Ho fatto il libraio, il rappresentante di sigari Havana, il commerciante di vini, assecondando tre
diverse passioni.
Com’era Ernesto nell’intimità, prima di diventare il Che?
La nostra era una famiglia abituata a viaggiare molto, e penso che Ernesto abbia assorbito più di
tutti lo spirito vagabondo. Era un fratello maggiore per nulla prepotente, anzi piuttosto premuroso e protettivo, ma senza essere invadente; in generale, era dotato di uno humour molto pungente, che mirava a scatenare una reazione nell’interlocutore.
Ritiene che il pensiero del Che sia attuale?
Lo è certamente. Lo è, perché le disuguaglianze sono addirittura maggiori che in passato, perché
c’è più corruzione, perché ci sono nuove emergenze che stanno rivelandosi in tutta la loro forza
negativa, come per esempio quella ambientale. E poi il Che non era affatto – come molti sono portati a credere – un dogmatico. Al contrario, era uno capace di mettere in discussione le proprie idee, se trovava che non fossero adeguate alla realtà. Prima di morire stava lavorando a una revisione radicale, a una critica dello stesso pensiero economico dell’Unione Sovietica: quello di Lenin, per intenderci, che pure era un personaggio che amava. Ma non avrebbe mai rinunciato ai suoi principi per il denaro e per il potere.

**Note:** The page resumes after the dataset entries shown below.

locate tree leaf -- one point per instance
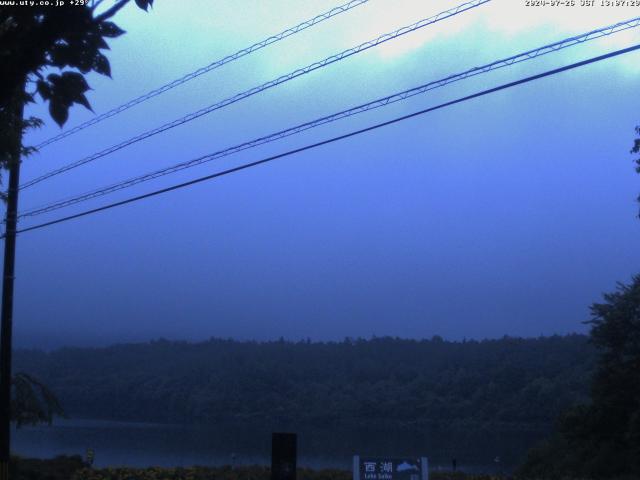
(59, 112)
(110, 30)
(101, 65)
(144, 4)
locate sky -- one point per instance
(504, 215)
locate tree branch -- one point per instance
(112, 11)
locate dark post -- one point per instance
(283, 456)
(6, 322)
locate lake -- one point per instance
(144, 444)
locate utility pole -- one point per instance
(6, 321)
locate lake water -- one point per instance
(142, 444)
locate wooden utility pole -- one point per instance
(6, 321)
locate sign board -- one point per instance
(410, 468)
(283, 456)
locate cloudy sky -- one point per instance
(507, 214)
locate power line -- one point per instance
(528, 55)
(335, 139)
(282, 79)
(212, 66)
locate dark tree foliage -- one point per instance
(46, 51)
(32, 402)
(636, 150)
(601, 439)
(522, 384)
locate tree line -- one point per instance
(378, 381)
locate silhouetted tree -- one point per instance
(602, 439)
(45, 51)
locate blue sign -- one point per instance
(366, 468)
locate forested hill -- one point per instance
(518, 382)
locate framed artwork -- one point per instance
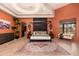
(4, 24)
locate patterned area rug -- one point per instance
(42, 48)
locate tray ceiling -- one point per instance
(31, 9)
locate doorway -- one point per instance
(23, 29)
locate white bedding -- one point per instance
(40, 37)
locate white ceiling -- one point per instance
(31, 9)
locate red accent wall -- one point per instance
(66, 12)
(6, 16)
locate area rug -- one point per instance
(41, 49)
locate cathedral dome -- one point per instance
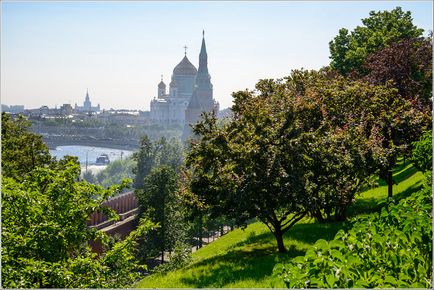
(185, 67)
(161, 85)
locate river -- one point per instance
(90, 154)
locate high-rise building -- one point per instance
(87, 105)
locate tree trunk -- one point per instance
(389, 183)
(279, 239)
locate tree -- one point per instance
(145, 161)
(22, 151)
(408, 65)
(158, 202)
(349, 50)
(115, 172)
(422, 152)
(252, 166)
(45, 237)
(153, 154)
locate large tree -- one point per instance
(22, 151)
(159, 202)
(349, 50)
(152, 154)
(45, 238)
(406, 66)
(252, 166)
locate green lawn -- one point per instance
(245, 258)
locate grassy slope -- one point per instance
(246, 258)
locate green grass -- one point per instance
(245, 258)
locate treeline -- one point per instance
(304, 145)
(294, 147)
(45, 208)
(391, 249)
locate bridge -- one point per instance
(126, 206)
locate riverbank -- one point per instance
(113, 144)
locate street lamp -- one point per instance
(87, 152)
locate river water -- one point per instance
(90, 153)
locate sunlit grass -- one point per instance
(245, 258)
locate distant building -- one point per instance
(177, 106)
(14, 109)
(87, 106)
(66, 109)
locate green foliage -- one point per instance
(22, 151)
(45, 237)
(89, 177)
(152, 154)
(179, 258)
(422, 152)
(349, 50)
(45, 209)
(390, 249)
(159, 202)
(115, 172)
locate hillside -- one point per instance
(245, 258)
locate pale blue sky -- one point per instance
(52, 51)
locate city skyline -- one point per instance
(53, 52)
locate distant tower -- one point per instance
(87, 104)
(202, 98)
(161, 88)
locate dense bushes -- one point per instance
(389, 249)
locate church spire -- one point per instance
(203, 58)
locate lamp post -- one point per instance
(87, 153)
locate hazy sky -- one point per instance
(52, 51)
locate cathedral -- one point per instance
(87, 105)
(190, 93)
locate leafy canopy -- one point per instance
(349, 50)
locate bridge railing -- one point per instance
(124, 204)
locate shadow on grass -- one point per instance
(255, 257)
(364, 206)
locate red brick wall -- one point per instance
(121, 204)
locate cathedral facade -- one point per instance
(190, 93)
(87, 106)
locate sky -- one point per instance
(51, 52)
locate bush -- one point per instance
(386, 250)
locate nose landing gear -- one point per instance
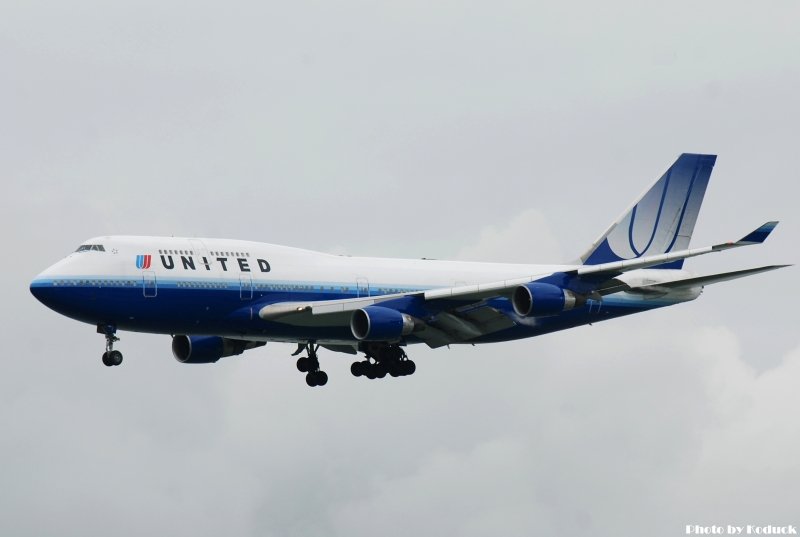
(110, 357)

L’icona “Che” Guevara è stata variamente affrontata da letteratura e cinema. Ampiamente dalla prima, con meno continuità dal secondo. Se il monumentale saggio Senza perdere la tenerezza di Paco Ignacio Taibo II rappresenta probabilmente l’apice tra gli scritti in materia, la Settima Arte ha faticato a offrire un quadro che non fosse agiografico (In viaggio con il Che di Gianni Minà), parodistico (l’improbabile Che! di Richard Fleischer, con Omar Sharif imbarazzante nei panni di Guevara e Jack Palance bizzarro sebbene spassoso in quelli di Fidel Castro), oppure efficace ma rapsodico (Che di Steven Soderbergh), se non addirittura consapevolmente parziale e laterale (I diari della motocicletta di Walter Salles). Che-Un hombre nuevo, diretto nel 2010 da Tristán Bauer – cineasta argentino con un presente da manager di stato, rigoroso nel ritrarre connazionali celebri come Evita Perón e Julio Cortázar o carneadi come Esteban Leguizamòn, antieroe nella guerra delle Falkland – non è certo un capolavoro, ma colma con dieci anni di ricerche parecchie lacune documentali e si impone con una narrazione lenta e potente, a tratti malinconica eppure ipnotica, che copre con intensità variabile l’intero arco della vita del Che, dall’infanzia ai viaggi iniziatici in America Latina (trattati brevemente, con pochi accenni), dall’epoea sulla nave “Granma” alla Revolución cubana, dagli insuccessi in Congo fino alla morte in terra boliviana, su cui alcuni fermo-immagine gettano opaca e sinistra luce. Seguendo una cronologia non schematica e utilizzando discorsi, lettere, poemi, diari, audio, video prodotti nel tempo dal Che medesimo – in buona parte inediti fino al momento della ricerca di Bauer – e forniti dalla famiglia di origine, dalla moglie Aleida March o dagli archivi boliviani (almeno fino a quando qualche responsabile non si è accorto dell’imprudenza della cosa), il regista lascia, con notevole intuizione anti-retorica, che sia Guevara stesso il proprio biografo, restituendoci così in modo naturale l’uomo dietro al mito. Ed è curioso come si espliciti in particolare nel Che lettore (di Verne, di Wilde, di Shakespeare, di Strindberg, di Cervantes, prima ancora che di Marx e di Lenin) la tensione ideale che esisteva tra il pubblico e il privato, tra la sua vita sociale e la sua sfera intima, che si rivela scrigno prezioso, qui scandagliato come mai prima.